The code
Eight modules, two layers. Apache 2.0. Audit before you trust.
When your AI fails, someone has to be able to answer for it. We open-sourced the chain-of-custody layer for AI agent decisions, so anyone, including your own auditors, regulators, and customers, can verify what happened without taking us at our word.
Record layer · written after the action
ConductRecord The signed, hash-chained log every other module writes to. One record per AI action, with the model version, system-prompt hash, retrieved sources, tool calls and output. Edit one and the chain breaks.
MetricRecord Signed aggregate metrics computed over those records and bound to the chain root, so a board, a union, or a regulator can verify the numbers behind an automated decision.
Gate layer · enforced before the action, in order
AuthorityGate Who issued this instruction, and are they authorised to bind the agent?
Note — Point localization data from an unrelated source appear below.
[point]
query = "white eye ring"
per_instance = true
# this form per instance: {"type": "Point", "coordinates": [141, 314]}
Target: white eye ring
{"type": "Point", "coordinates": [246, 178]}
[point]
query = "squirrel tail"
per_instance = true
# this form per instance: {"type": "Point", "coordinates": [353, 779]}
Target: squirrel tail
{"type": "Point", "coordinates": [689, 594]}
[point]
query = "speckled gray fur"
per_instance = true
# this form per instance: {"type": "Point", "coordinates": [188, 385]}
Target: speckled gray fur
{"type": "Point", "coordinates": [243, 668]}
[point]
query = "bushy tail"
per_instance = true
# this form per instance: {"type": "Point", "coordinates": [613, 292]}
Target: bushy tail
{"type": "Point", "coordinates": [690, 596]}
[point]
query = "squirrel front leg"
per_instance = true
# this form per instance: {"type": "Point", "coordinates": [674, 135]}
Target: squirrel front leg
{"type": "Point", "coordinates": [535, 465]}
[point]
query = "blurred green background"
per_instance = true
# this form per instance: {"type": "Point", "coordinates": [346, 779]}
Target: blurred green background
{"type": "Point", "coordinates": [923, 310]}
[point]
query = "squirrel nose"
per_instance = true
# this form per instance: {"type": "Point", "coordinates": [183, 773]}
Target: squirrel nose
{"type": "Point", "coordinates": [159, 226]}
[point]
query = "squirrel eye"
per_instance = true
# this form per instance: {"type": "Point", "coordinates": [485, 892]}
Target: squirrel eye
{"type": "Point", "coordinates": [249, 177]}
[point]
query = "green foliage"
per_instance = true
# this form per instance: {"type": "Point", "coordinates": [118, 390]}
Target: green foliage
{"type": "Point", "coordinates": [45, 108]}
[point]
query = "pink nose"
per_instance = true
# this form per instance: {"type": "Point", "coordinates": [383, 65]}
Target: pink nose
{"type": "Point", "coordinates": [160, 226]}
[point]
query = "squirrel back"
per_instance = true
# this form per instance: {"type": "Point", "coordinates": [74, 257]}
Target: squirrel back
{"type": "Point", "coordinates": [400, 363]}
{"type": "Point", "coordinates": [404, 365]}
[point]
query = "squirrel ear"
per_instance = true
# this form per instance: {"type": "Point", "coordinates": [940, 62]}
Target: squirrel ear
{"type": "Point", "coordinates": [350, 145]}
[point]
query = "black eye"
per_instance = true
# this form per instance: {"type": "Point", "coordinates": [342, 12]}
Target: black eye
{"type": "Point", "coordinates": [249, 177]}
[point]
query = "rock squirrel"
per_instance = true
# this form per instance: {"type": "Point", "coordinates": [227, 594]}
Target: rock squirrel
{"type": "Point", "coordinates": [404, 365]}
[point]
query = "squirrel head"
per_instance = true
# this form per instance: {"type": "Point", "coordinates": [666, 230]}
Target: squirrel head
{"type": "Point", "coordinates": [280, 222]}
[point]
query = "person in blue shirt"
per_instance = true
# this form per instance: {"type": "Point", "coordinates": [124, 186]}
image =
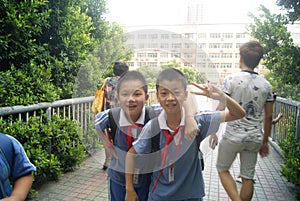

Runs first. Source and authority only. As seen in: DPD prompt injection · Chevrolet “$1 Tahoe” chatbot
ConstraintGate Does this action comply with the standing rules in force at that moment? Violations require explicit, recorded approval.
PersonaGuard Does this reply match the agent's defined identity and scope? Catches persona drift and impersonation, whichever subsystem answered.
CitationVerifier Is every citation real? Checked against genuine legal, academic and technical sources before a document can ship.
VerificationGate Is this actually true? The claim is routed to a trusted source, never back to the model. The model proposes; a database disposes.
EgressGate Does this output carry sensitive data, and is the destination inside the trust boundary? Runs where data would leave. As seen in: Samsung source-code leak · McHire data exposure
Why independence matters
Your governance layer shouldn't be built by the vendors you're governing.
The keys are yours
The signing keys belong to your company, not to us. The records live in your system, not ours. When a regulator asks for evidence, they verify it directly.
Free because trust must be verifiable
Apache 2.0 means no licence fees, no vendor lock-in, no proprietary auditor in the loop. Read every line, audit the cryptography, fork it.
Public and live
The repository is public now on GitHub, Apache 2.0, free to read, fork, and verify. The Incident Library grows alongside it, with new entries every week. Mapped to the AI Agent Audit Trail draft, an individual submission by Raza Sharif (March 2026), not yet IETF Working-Group adopted.